Microsoft’s expansion across Latin America is entering a new phase. While cloud infrastructure and enterprise software adoption laid the foundation over the past decade, the company’s latest growth strategy is increasingly centered on helping organizations operationalize artificial intelligence at scale through an expanding partner ecosystem.
Across markets including Brazil, Mexico, Colombia, Chile, and Argentina, enterprises are accelerating investments in AI, cloud migration, cybersecurity, and automation as they look to improve productivity and remain globally competitive. Rather than delivering every solution directly, Microsoft is placing greater emphasis on enabling partners that can tailor AI deployments to the realities of regional industries, regulatory environments, and business processes.
That strategy will take center stage during MCAPS Start for Partners, scheduled for July 22, where Microsoft will brief partners on the company’s priorities, investment areas, and go-to-market strategy for the coming fiscal year. The event is expected to provide systems integrators, technology consultancies, and AI specialists with an early look at where Microsoft sees the greatest opportunities as enterprise AI adoption accelerates.
According to Colleen Tyler, General Manager of Global Partner Marketing & GTM at Microsoft, “customers are moving toward Frontier Transformation, and they are looking to Microsoft partners to turn AI from isolated experimentation into a repeatable operating capability embedded into how work gets done. Partners who win in FY27 will be the ones who can operationalize AI with intelligence grounded in real work.”
The message reflects a broader shift in enterprise AI. After several years dominated by pilot programs and proof-of-concept deployments, organizations are increasingly focused on integrating AI into everyday operations, where measurable returns can be achieved through workflow automation, decision support, and employee productivity rather than experimentation alone.
Several Microsoft executives are expected to play influential roles in shaping that vision, including Charles Lamanna, Bryony Wolf, Greg Urquhart, Jeremy Welch, and other senior leaders responsible for Microsoft’s evolving AI and partner strategy.
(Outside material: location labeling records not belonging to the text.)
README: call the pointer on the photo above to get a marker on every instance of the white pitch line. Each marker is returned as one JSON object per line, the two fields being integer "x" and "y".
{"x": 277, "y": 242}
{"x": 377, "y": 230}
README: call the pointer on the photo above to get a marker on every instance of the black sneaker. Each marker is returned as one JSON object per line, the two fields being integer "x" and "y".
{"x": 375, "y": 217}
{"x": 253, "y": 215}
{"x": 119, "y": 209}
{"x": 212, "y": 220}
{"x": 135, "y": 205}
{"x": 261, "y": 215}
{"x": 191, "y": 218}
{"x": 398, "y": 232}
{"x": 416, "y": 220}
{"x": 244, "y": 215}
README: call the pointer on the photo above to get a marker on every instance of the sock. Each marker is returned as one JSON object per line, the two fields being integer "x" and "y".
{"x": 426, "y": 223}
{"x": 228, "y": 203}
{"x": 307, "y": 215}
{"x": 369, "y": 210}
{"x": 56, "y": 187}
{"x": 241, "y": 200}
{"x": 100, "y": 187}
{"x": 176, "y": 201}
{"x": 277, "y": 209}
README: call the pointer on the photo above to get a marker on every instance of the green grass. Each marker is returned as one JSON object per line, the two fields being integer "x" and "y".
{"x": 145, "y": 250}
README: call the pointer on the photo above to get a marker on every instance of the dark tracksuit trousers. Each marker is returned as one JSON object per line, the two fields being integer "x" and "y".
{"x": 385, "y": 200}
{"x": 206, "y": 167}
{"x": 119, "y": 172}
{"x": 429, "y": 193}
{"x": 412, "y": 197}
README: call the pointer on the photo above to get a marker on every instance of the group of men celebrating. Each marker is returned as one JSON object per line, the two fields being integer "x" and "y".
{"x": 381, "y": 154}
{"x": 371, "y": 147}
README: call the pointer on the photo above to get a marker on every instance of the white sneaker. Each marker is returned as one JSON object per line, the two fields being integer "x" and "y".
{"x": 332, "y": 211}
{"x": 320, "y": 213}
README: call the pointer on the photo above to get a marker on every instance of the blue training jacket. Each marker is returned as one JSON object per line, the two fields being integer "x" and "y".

One company positioned to benefit from that approach is Sonata Software, which will participate in MCAPS Start for Partners. Sonata was among the earliest organizations recognized as a Microsoft Frontier Partner, reflecting its AI-first, human-led approach to enterprise transformation. Rather than viewing AI agents as replacements for people, the company combines intelligent automation with human expertise to help enterprises modernize operations while maintaining governance and business oversight.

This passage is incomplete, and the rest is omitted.